Newt and company get into increasingly large amounts of trouble with
the American magical authority known as the MACUSA while trying to round
up the beasts, and all the while a much darker, more dreary plot
unfolds as esteemed auror Percival Graves (Colin Farrell) looks into a
magic-hating, no-maj family that includes a particularly troubled young
man named Credence (Ezra Miller).
This causes the movie to suffer from tonal whiplash, as one moment
Newt is performing a ridiculous mating dance to lure a rhino with a
bulbous head full of lava back into his briefcase and the next we
witness child abuse, psychological trauma, and murder. Yes, the Harry
Potter saga was rich with tragedy and black humor, but it was delivered
seamlessly, whereas Fantastic Beasts compartmentalizes the contrasting
tones until trying to haphazardly bring them together.
The blame doesn’t fall on the actors or the script as much as it does
the direction of four-time Harry Potter director David Yates. The
Potter films gained a sense of visual stiffness when he entered the
franchise with Order of the Phoenix, and although he did manage to find
his rhythm for the final two Deathly Hallows installments, he’s now
fallen back a step, filling Fantastic Beasts with static shots, dead
air, and obvious use of green screen.
One scene inside the Goldstein apartment sees Queenie use magic so
dinner prepares itself mid-air before settling down on the table. Being
the no-maj in the group, Jacob is understandably astounded by what he’s
seeing, yet he does nothing more than look on in awe. Flying plates.
Jacob’s wide-eyed face. Soaring napkins. Jacob’s face. Floating strudel.

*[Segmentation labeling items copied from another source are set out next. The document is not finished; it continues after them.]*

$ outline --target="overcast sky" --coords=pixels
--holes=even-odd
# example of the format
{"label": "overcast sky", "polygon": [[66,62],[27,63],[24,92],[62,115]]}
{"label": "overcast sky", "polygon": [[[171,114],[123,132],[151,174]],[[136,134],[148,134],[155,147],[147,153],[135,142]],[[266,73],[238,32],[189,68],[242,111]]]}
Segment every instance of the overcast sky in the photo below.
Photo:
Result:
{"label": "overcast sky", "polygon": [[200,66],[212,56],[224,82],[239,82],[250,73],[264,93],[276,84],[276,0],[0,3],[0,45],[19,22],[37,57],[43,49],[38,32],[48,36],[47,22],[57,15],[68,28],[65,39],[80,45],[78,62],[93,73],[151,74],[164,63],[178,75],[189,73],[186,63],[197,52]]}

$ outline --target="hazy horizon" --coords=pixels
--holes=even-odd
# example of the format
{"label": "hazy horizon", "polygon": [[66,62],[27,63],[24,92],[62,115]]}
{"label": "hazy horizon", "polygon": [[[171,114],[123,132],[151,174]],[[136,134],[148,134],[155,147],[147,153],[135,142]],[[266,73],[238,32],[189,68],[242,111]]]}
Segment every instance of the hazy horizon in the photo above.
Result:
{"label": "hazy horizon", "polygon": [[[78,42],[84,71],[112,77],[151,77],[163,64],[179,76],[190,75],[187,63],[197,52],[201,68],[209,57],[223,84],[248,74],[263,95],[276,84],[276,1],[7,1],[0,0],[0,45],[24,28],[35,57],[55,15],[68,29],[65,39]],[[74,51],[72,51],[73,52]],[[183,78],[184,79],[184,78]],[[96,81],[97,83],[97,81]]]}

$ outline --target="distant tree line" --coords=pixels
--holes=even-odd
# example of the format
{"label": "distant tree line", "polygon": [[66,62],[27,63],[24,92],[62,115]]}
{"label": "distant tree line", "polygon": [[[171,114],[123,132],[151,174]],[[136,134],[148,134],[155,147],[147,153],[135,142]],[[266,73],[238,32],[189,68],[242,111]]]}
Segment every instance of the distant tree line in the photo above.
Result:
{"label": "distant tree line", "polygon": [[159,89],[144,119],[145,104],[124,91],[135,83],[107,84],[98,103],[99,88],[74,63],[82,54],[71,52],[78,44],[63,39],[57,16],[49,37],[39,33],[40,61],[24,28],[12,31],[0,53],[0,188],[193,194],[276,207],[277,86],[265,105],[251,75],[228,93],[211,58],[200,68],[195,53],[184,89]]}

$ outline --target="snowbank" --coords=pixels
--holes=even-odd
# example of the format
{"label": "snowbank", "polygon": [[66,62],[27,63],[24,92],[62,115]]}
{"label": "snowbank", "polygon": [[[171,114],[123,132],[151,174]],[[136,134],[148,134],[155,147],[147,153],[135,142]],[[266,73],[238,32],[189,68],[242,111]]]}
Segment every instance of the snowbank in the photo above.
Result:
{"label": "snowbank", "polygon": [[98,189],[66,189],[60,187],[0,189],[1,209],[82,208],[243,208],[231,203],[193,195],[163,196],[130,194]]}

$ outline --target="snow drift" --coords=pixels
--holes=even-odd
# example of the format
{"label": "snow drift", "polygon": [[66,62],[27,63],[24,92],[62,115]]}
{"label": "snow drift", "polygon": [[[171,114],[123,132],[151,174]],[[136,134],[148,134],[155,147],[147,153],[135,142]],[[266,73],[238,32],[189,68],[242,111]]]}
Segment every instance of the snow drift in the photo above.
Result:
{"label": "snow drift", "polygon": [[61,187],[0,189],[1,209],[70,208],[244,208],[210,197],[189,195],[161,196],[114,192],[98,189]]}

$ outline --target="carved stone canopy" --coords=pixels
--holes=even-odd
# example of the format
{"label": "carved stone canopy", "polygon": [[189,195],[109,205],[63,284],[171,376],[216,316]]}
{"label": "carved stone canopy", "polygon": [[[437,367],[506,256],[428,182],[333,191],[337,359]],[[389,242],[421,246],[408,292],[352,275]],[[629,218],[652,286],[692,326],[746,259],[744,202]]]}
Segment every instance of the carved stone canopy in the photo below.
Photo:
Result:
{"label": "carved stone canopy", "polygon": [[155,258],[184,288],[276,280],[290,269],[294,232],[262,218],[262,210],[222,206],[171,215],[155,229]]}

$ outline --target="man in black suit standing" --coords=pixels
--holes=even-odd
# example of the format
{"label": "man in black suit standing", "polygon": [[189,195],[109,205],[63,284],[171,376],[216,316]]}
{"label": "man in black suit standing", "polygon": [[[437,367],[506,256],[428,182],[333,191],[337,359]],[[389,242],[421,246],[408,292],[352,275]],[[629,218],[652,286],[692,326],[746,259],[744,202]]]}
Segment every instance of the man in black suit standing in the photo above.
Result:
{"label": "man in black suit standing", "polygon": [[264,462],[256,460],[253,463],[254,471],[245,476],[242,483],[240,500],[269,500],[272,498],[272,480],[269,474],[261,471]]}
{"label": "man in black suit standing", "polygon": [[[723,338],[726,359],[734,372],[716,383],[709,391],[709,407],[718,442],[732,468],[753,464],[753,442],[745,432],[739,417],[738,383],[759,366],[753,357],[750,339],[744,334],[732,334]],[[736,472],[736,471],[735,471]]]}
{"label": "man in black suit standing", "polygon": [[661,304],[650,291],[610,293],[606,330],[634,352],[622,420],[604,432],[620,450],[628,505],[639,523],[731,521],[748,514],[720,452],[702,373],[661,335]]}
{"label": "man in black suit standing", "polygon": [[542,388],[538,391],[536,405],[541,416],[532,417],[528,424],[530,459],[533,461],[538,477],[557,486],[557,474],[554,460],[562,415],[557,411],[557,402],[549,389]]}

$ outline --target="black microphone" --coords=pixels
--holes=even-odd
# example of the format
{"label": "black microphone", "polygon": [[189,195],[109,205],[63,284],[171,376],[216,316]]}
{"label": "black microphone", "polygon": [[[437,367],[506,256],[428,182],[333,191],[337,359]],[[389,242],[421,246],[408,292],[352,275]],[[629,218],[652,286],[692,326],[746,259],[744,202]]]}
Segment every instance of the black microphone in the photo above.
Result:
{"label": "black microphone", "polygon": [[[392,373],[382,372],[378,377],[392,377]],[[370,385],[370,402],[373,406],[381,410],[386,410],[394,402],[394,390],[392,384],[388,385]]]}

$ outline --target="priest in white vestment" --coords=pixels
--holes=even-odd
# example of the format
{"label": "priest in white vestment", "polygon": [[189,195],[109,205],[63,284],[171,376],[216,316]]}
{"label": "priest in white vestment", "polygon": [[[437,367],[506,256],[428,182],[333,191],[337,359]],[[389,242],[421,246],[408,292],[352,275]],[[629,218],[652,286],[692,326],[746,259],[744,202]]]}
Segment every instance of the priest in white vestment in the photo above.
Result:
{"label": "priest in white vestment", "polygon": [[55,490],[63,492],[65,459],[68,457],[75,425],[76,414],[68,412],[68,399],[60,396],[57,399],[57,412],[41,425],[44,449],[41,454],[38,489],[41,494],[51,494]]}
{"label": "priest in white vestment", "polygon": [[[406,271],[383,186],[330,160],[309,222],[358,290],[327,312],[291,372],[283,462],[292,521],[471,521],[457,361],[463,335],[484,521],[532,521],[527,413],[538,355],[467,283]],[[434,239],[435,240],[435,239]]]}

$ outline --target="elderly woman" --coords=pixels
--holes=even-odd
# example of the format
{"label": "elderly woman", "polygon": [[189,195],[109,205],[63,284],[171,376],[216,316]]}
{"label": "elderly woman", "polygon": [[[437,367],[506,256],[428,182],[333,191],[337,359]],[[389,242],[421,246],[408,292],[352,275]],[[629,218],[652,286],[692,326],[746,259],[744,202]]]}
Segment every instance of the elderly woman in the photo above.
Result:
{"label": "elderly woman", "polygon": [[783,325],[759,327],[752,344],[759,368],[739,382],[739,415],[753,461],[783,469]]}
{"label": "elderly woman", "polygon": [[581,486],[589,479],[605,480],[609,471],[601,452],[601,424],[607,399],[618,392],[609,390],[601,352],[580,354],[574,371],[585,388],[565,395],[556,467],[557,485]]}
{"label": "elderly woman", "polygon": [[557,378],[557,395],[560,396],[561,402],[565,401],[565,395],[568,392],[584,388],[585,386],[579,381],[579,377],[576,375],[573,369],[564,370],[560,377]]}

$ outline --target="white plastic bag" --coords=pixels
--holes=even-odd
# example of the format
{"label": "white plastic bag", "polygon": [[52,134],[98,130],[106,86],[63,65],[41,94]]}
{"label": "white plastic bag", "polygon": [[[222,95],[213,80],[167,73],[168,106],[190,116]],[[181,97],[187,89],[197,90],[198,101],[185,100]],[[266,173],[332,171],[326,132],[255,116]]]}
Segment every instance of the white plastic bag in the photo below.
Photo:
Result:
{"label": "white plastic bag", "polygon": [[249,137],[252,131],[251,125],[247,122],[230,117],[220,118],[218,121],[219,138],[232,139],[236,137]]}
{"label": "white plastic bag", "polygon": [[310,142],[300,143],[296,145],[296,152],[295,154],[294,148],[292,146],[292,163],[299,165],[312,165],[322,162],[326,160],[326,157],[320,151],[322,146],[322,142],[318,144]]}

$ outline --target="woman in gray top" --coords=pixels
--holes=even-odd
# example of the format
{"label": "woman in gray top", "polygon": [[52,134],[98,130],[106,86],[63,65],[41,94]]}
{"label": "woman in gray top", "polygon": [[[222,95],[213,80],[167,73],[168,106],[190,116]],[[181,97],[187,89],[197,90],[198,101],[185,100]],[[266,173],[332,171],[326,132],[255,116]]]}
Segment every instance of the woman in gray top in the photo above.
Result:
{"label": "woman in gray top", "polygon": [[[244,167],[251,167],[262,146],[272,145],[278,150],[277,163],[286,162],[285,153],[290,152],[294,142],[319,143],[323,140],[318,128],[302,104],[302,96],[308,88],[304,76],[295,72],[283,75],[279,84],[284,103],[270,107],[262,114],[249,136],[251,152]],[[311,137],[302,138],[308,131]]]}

Jacob still making that same face, not even adding in an exclamation of
disbelief. We’re not impressed much by special effects we’ve seen
plenty of in the Potter films, and he’s not exactly selling it, so the
scene falls flat instead of feeling like a wondrous, charming step into
the world of magic.
Getting to see the magical side of New York City has its high points,
but it also feels like the setting wasn’t mined enough. We do get to
traverse some strange places inside the MACUSA headquarters, magically
veiled inside the Woolworth Building, and there is a pitstop to a
goblin’s (Ron Perlman) speakeasy where a performer sings a song while
conjuring her own stage effects. All new and intriguing sights, to be
sure, but the movie doesn’t embrace the rich culture and diverse people
that makes the Big Apple what it is.
The film does make good on its selling point by introducing a wide
array of delightfully strange magical creatures. The best scene sees
Newt giving Jacob a tour of the makeshift menagerie inside his enchanted
suitcase. Everything from the snake-birds to the blowfish-tigers are
exquisitely rendered and teeming with majestic wonder. Really, anytime
the fantastic beasts are on screen -- especially the thieving,
too-cute-for-words Niffler -- the movie comes alive, the music swells,
and you get that little kick of magic you expect from Rowling’s
Wizarding World.
Sadly, when attention switches back to the characters, things go back to feeling a bit dull.
The two disparate plotlines eventually clunk together, but the movie
never establishes any real stakes -- certainly nothing as frightful as
the Dark Lord returning to power and killing the likable protagonist --
so even though a magical threat endangers the city, it’s hard to get
caught up in it all. By the time the movie ends, a few threads pique
enough interest to want to see what happens next, but could we just
spend a couple hours inside the briefcase instead?.